LA DYNAMIQUE DES MASSES ATMOSPHERIQUES

 

3 – LES MOUVEMENTS DE L’ATMOSPHERE

3.1 - La troposphère : une couche d'air instable

Située à la base de l'atmosphère, la troposphère est animée de puissants mouvements qui brassent l'air en permanence : des mouvements verticaux, liés à des contrastes de températures (processus convectifs) et des mouvements horizontaux, engendrés par des différences de pression atmosphérique au niveau du sol.

Les mouvements d'air verticaux  

La densité de l'air dépend de sa température : l'air chaud plus léger s'élève; au contraire l'air froid, plus lourd se tasse vers le sol.
Ainsi, au contact du sol, dans certaines régions, l'air s'échauffe, devient donc plus léger et s'élève : il se produit une ascendance. En montant, l'air se détend car la pression de l'air est moindre et se refroidit (décroissance de la température avec l'altitude). Le mouvement ascendant se poursuit jusqu'à ce que l'air ait atteint la température du milieu environnant.
L'ampleur du mouvement dépendra de l'échauffement de l'air au départ mais aussi de son degré d'hygrométrie. En effet, un air sec voit sa température diminuer de 1°C tous les 100m, alors que pour un air saturé en eau, la température ne diminue que de 0,5°C tous les 100 m car la condensation de l'eau au cours de l'ascendance libère de la chaleur.
Inversement, de l'air plus froid que l'air ambiant, plus lourd, va descendre vers le sol, se comprimer et se réchauffer : on parle de subsidence.

Les déplacements d'air horizontaux

Dans les régions d'ascendance, la pression atmosphérique est inférieure à la moyenne estimée à 1015 hectopascals, il se forme une dépression.

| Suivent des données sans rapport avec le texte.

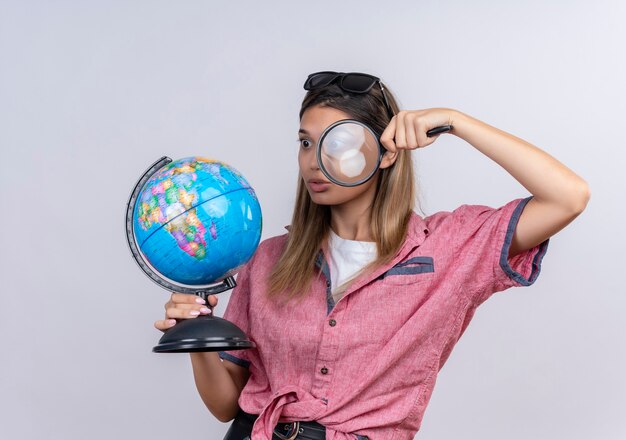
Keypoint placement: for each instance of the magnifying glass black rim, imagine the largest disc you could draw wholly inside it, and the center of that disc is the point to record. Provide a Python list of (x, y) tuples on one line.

Au contraire, dans les zones de subsidence, la pression atmosphérique s'élève : il y a formation d'un anticyclone.
La répartition spatiale des hautes et des basses pressions varie au cours de l'année et constitue le champ de pression.
Les météorologistes, pour les besoins de la prévision, établissent régulièrement des cartes de pression atmosphériques où les lignes isobares relient tous les points qui sont à la même pression atmosphérique.

Le vent est un déplacement horizontal de l'air engendré par la force de pression qui tend à déplacer l'atmosphère des zones de hautes pressions vers les zones de basses pressions pour parvenir à une pression uniforme. Cette force de pression est perpendiculaire en chaque point aux lignes isobares, dirigée des hautes vers les basses pressions et son intensité est d'autant plus grande que la différence de pression est élevée.
Le vent devrait donc converger vers le centre d'une dépression et diverger à partir du centre d'un anticyclone. Or, on constate que le vent au sol circule parallèlement aux lignes  isobares.
Ceci est la conséquence de la rotation de la Terre.  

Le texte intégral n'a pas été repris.